Ils habitent les cités grecques et les cités barbares suivant le destin de chacun ; ils se conforment aux usages locaux pour les vêtements, la nourriture et le reste de l’existence, tout en manifestant les lois extraordinaires et vraiment paradoxales de leur manière de vivre. Ils résident chacun dans sa propre patrie, mais comme des étrangers domiciliés. Ils s’acquittent de tous leurs devoirs de citoyens, et supportent toutes les charges comme des étrangers. Toute terre étrangère leur est une patrie, et toute patrie leur est une terre étrangère. Ils se marient comme tout le monde, ils ont des enfants, mais ils n’abandonnent pas leurs nouveau-nés. Ils prennent place à une table commune, mais qui n’est pas une table ordinaire.

Ils sont dans la chair, mais ils ne vivent pas selon la chair.

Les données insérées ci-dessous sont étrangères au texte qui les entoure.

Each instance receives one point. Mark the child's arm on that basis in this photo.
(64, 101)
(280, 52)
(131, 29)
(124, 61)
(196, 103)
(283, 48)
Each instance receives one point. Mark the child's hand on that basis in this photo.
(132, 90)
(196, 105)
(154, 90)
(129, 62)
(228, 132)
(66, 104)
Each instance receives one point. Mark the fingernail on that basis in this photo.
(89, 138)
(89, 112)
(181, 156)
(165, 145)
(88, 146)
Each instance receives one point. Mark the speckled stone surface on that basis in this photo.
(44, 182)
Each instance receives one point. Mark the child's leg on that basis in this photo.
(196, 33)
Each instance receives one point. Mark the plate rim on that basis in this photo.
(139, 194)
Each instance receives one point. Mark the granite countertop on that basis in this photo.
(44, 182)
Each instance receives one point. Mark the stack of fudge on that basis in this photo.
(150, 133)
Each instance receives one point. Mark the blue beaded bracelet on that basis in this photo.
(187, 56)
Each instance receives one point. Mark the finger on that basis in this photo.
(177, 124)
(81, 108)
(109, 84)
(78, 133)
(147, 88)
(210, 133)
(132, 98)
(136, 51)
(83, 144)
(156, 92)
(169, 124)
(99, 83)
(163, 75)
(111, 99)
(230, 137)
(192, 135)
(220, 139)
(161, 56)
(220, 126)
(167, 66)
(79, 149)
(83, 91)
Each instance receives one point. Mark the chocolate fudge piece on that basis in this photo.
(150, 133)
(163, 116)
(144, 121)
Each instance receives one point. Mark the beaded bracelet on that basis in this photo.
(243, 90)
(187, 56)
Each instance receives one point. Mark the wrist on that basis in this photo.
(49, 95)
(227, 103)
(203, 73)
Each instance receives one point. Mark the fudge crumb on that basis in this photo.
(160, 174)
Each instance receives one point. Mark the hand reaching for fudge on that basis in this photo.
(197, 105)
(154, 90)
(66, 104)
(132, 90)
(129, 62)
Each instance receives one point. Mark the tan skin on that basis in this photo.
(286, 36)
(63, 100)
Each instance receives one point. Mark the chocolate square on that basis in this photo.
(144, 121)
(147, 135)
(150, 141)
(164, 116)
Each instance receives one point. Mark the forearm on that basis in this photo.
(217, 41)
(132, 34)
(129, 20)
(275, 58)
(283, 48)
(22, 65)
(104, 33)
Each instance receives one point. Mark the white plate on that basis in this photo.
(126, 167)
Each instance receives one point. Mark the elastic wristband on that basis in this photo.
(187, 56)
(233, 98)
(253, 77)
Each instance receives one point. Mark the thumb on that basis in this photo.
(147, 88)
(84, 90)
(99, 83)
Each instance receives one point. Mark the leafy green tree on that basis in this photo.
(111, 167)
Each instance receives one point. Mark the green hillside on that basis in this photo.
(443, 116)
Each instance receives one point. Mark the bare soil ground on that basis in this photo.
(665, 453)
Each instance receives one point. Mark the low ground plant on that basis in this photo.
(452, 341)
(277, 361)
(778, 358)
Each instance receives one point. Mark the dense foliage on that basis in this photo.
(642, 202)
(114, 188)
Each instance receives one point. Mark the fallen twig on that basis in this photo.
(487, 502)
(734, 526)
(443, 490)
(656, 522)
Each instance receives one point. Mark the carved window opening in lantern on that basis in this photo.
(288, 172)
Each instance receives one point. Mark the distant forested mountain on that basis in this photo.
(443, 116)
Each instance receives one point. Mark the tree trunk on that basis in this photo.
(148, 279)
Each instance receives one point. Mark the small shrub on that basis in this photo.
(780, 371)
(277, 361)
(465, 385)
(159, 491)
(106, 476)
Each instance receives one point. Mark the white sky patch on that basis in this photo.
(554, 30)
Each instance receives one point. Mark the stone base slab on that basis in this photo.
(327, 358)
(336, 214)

Ils passent leur vie sur la terre, mais ils sont citoyens du ciel. Ils obéissent aux lois établies, et leur manière de vivre est plus parfaite que les lois. Ils aiment tout le monde, et tout le monde les persécute. On ne les connaît pas, mais on les condamne ; on les tue et c’est ainsi qu’ils trouvent la vie. Ils sont pauvres et font beaucoup de riches. Ils manquent de tout et ils tout en abondance. On les méprise et, dans ce mépris, ils trouvent leur gloire. On les calomnie, et ils y trouvent leur justification. On les insulte, et ils bénissent. On les outrage, et ils honorent. Alors qu’ils font le bien, on les punit comme des malfaiteurs. Tandis qu’on les châtie, ils se réjouissent comme s’ils naissaient à la vie. Les Juifs leur font la guerre comme à des étrangers, et les Grecs les persécutent ; ceux qui les détestent ne peuvent pas dire la cause de leur hostilité.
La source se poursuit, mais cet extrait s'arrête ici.